Изменить стиль страницы

Фердинан не сохранил никаких воспоминаний об отце. Когда тот погиб, ему не было еще и четырех лет. Но вот что навсегда осталось в его памяти, в самых сумрачных ее глубинах, так это как необычно странно целовала его мать, пришедшая разбудить его в то утро, когда она получила горестное известие. В ночной рубашке, с распущенными волосами она стремительно ворвалась в его комнату, упала на колени у его кроватки, с какой-то, как ему тогда показалось, необыкновенной и пугающей силой сжала его в объятиях и, рыдая, выхватила его из постельки, вырвала из сна. В один миг вырвала из детства.

Объятие рук Титана. Да, она стиснула его объятием Титана, и у этого объятия был запах. Тошнотворный запах, в котором смешался жар маминого тела, пылавшего отчаянием траура, и влажный холод слез, что текли по ее лицу и груди и впитывались в воротник ночной кофточки из тонкой шерсти персикового цвета, которая была на ней надета поверх ночной рубашки.

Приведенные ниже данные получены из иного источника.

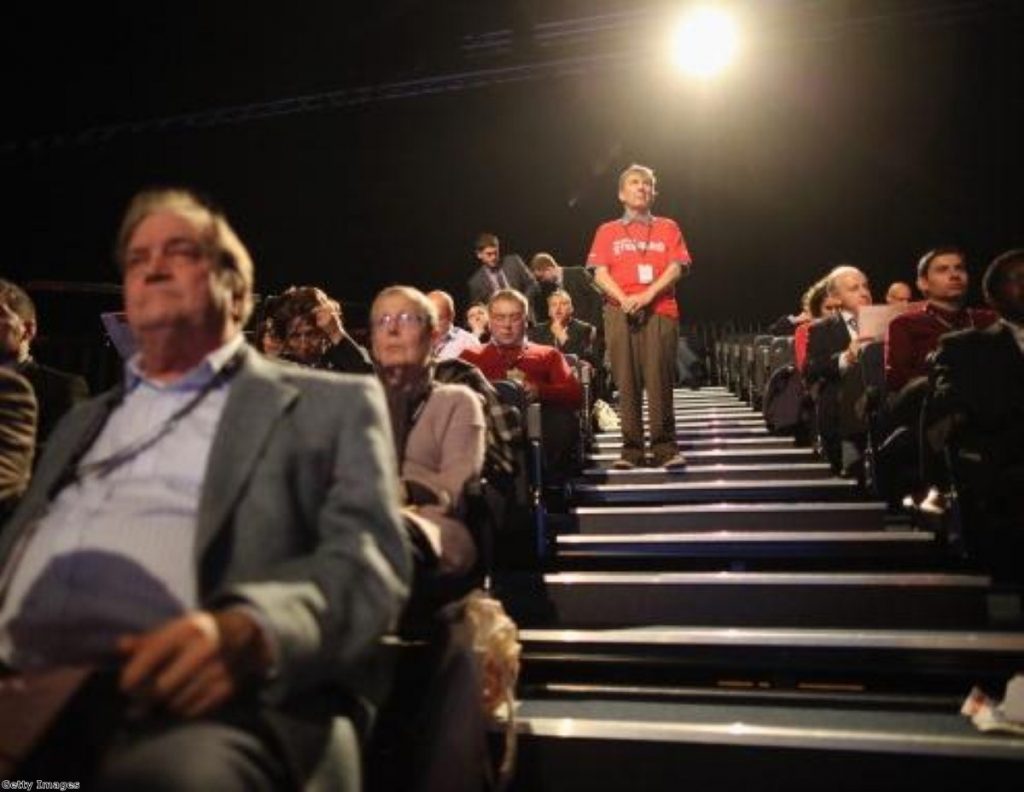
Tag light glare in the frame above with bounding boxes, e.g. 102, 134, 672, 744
674, 7, 739, 77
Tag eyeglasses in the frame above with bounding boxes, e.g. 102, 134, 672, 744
371, 310, 427, 330
125, 237, 209, 269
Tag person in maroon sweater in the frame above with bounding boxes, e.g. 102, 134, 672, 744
460, 289, 583, 410
460, 289, 583, 484
886, 247, 998, 400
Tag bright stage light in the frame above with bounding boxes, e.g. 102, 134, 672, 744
673, 6, 739, 77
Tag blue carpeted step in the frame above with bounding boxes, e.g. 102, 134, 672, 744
499, 572, 991, 629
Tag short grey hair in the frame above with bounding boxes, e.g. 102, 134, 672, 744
114, 187, 255, 325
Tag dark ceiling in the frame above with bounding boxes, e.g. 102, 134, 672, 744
0, 0, 1024, 319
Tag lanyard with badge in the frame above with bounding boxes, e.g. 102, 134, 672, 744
625, 217, 654, 286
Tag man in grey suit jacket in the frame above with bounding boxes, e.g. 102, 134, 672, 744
466, 233, 538, 322
0, 191, 411, 790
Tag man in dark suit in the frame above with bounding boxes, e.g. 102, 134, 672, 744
0, 280, 89, 451
0, 191, 410, 790
0, 368, 36, 520
466, 233, 537, 322
805, 265, 871, 472
529, 248, 604, 331
925, 249, 1024, 561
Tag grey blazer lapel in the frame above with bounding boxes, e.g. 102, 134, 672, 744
196, 350, 299, 561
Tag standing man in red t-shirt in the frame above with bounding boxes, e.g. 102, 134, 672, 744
587, 164, 690, 470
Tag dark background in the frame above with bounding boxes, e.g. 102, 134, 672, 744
0, 0, 1024, 323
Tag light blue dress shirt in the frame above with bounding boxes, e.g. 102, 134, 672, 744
0, 334, 245, 669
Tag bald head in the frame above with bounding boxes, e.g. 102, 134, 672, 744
427, 289, 455, 334
886, 281, 913, 305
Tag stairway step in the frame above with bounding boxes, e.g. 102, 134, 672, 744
519, 626, 1024, 703
581, 460, 833, 487
571, 478, 858, 504
570, 502, 886, 534
586, 448, 818, 468
498, 699, 1024, 792
594, 434, 794, 459
500, 572, 990, 629
556, 530, 941, 569
594, 425, 770, 450
519, 627, 1024, 655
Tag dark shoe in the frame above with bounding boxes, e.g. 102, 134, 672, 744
918, 487, 948, 517
658, 453, 686, 470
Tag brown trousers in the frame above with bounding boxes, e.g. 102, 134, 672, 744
604, 305, 679, 464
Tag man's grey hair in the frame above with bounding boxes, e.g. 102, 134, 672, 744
618, 162, 657, 195
487, 289, 529, 316
427, 289, 455, 319
825, 264, 863, 297
114, 187, 254, 326
370, 285, 437, 333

И вдруг мама выпрямилась и подняла его на вытянутых обезумевших руках, держа в воздухе над собой. Над своим откинутым назад лицом — бледным, блестящим от слез. Ее губы — они не были накрашены — тряслись. У нее был остановившийся взгляд. Он смотрел на это пугающее запрокинутое лицо. И с ужасом видел с высоты, казавшейся ему головокружительной, неистовую, гримасничающую маску своей матери, которая всегда была такой спокойной. Он не понимал, спит ли он все еще и видит кошмар или уже окончательно проснулся. Отупело глядел он на плоское, искаженное лицо, что белело под ним. И ничего не соображал, охваченный невероятным ужасом. Одним мгновенным движением его вырвали из сладостного сна, из нежной кожи детства, из беззаботности и спокойствия. Тем же движением, каким Титан разом сдирал живьем кожу с человека или лошади, а потом выворачивал ее наизнанку, как перчатку.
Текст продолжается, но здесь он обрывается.